Convolutional Neural Network

Download codebase from GitHub: https://github.com/PharrellWANG/fdc_resnet_v3

ConvNet architectures make the explicit assumption that the inputs are images/blocks.

CNN illustration

Figure 1: Convolutional Neural Networks

why resnet? 1. easier to train 2. faster to converge

basic resnet structure

Figure 2: Basic Unit of ResNet

our neural net structure

Figure 3: Our Neural Network Structure

Settings

  • All the models are trained from scratch.
  • Since the datasets for block size 32x32 and size 64x64 are too small, models are not trained for them. Instead, we use Bilinear Interpolation to resize the block to do the prediction for them using learned model for block size 16x16.
  1. No padding/cropping/flipping applied. No data augmentation applied. The orignal data is distorted enough by nature. See Data Visualization section to get a taste.
  2. Momentum optimizer 0.9.
  3. Learning rate schedule: 0.01 (<20k), 0.001 (<40k), 0.0001 (<60k), 0.00001 (else).
  4. Weight decay rate: 0.0002.
  5. Batch size 128.
  6. Filters [16, 16, 32, 64], residual units for last three layers: 5

Note

  1. Block size 4x4 is for PU, while the smallest size of CU is 8x8.
  2. From below training results, our model is not so applicable to blocks of size 4x4.
  3. DMM is not applied for size 64x64.

Our deep learning strategy is targeted to CU from size 8x8 to size 64x64, both texture and depth.

Training for blocks of size 4x4

Results

The model cannot learn well for size 4x4, only top-28 is fine.
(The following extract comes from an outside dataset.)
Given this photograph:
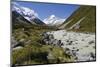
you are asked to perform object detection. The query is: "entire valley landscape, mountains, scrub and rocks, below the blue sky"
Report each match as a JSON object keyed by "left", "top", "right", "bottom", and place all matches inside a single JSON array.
[{"left": 11, "top": 1, "right": 96, "bottom": 66}]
top 20 accuracy for block size 04x04

Figure 1.1 Top 20 Accuracy

top 28 accuracy for block size 04x04

Figure 1.2 Top 28 Accuracy

Training for blocks of size 8x8

Results

The model indeed can learn something for size 8x8. Top 16 is fine, which can reduce the angular modes by half.

top 16 accuracy for block size 08x08

Figure 2.1 Top 16 Accuracy for block size 08x08

Training for blocks of size 16x16

Results

The model indeed can learn something for size 16x16. Top 16 is fine, which can reduce the angular modes by half.

top 16 accuracy for block size 16x16

Figure 2.1 Top 16 Accuracy for block size 16x16

Training for blocks of size 32x32

Dataset obtained after pre-processing is too small for using deep learning to train a model. We use Bilinear Interpolation to resize the block to employ model trained for size 16x16.

Training for blocks of size 64x64

Dataset obtained after pre-processing is too small for using deep learning to train a model. We use Bilinear Interpolation to resize the block to employ model trained for size 16x16.